Becker Means Change At The Labor Board
President Obama has filled two of the three vacancies at the National Labor Relations Board with recess appointments. Joining union-side labor lawyer William Pierce is Craig Becker. Becker is a long-time senior lawyer for the SEIU, and has been a staff attorney with the AFL-CIO since 2004. Becker's appointment has generated enormous controversy. Senate Republicans unanimously joined business groups in opposing the nomination. The principal reason is concern that Becker's views on labor law are outside the historical mainstream. Sen. John McCain (R-Az.) described Becker's appointment as "clear payback by the Administration to organized labor."
There has been plenty of speculation about the effect of these appointments on the labor law landscape. Here's what can be said with certainty. Becker is a widely published academic, having served a stint as a law professor at UCLA. His writings are highly critical of current interpretations of key provisions of labor law. Becker advocates dramatic changes in the law, particularly in the rules governing union organizing elections. In one article, published in the University of Minnesota Law Review, Becker argued that employers should have no rights to participate in NLRB election proceedings, and that the Labor Board should eliminate the longstanding right of employers to communicate with their employees during election campaigns. He also advocated that employers should have no right to challenge either the scope of the proposed unit or the eligibility of individuals who attempt to vote in Board-supervised elections. What may be most ominous, for employers, is Becker's view that the Labor Board can implement many of his desired changes without amending the statute.
It also seems likely that Becker will join Board Chairman Liebman in taking a strategic, pro-union approach to the Board's current case backlog. Because the Board has lacked a quorum since 2007, Chairman Liebman and Member Schaumber have agreed to defer many cases raising important and novel issues. Although the backlog is not large by historical standards, the number of cases that could result in reversals of prior decisions is relatively high. And, depending on what happens in the Supreme Court in New Process Steel, the new "Obama Board" may have dozens more cases to use as vehicles to push the law in a pro-union direction.
Perhaps the most important question is whether Becker would try to use selective cases, and/or the Board's rule-making authority, to initiate changes that mirror the principal objectives of the Employee Free Choice Act. One could imagine, for example, a scenario by which the Obama Board could conclude that the Board is warranted in certifying a union without an election in a variety of circumstances beyond those currently recognized under Gissel Packing.
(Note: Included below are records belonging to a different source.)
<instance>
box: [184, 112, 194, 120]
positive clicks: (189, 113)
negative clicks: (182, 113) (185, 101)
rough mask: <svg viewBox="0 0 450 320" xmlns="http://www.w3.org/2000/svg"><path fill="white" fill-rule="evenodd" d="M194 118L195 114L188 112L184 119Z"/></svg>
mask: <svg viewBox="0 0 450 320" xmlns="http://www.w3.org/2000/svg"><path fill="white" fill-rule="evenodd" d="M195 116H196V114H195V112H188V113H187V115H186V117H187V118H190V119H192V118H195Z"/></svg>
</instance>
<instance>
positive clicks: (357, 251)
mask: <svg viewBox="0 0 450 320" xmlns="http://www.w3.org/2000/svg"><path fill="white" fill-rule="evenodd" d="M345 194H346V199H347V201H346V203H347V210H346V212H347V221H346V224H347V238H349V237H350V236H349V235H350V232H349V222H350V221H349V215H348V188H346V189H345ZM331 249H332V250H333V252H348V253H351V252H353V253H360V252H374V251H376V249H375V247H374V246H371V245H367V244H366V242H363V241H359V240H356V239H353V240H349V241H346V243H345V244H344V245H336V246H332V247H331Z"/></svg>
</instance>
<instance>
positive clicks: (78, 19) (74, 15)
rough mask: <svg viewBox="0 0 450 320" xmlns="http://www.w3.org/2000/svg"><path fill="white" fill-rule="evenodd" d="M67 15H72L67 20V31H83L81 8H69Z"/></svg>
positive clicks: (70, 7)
So, change is coming at the Labor Board. And there may be a lot of it, even if the Employee Free Choice Act remains stalled in Congress. The challenges facing vulnerable non-union employers are both obvious and pressing. Unionized employers should also put their fingers to the wind. An aggressive Obama Board is likely to use selected cases or rulemaking, to implement significant changes that would restrict the rights and flexibility of employers operating under collective bargaining agreements. And no one should be surprised if Becker leads an effort to restrict the ability of employers to use traditional economic weapons, including the use of lockouts and hiring replacement workers during a work stoppage.
Only time will tell if Becker's decisions will justify the critics' alarm bells. Yet there is substantial reason to think they're right. The stakes are extraordinarily high for organized labor. The President's nomination of the Board's next General Counsel, a decision expected this summer, will be another indicator of how aggressively the Administration intends to push the law. As your grandmother probably told you, forewarned is forearmed.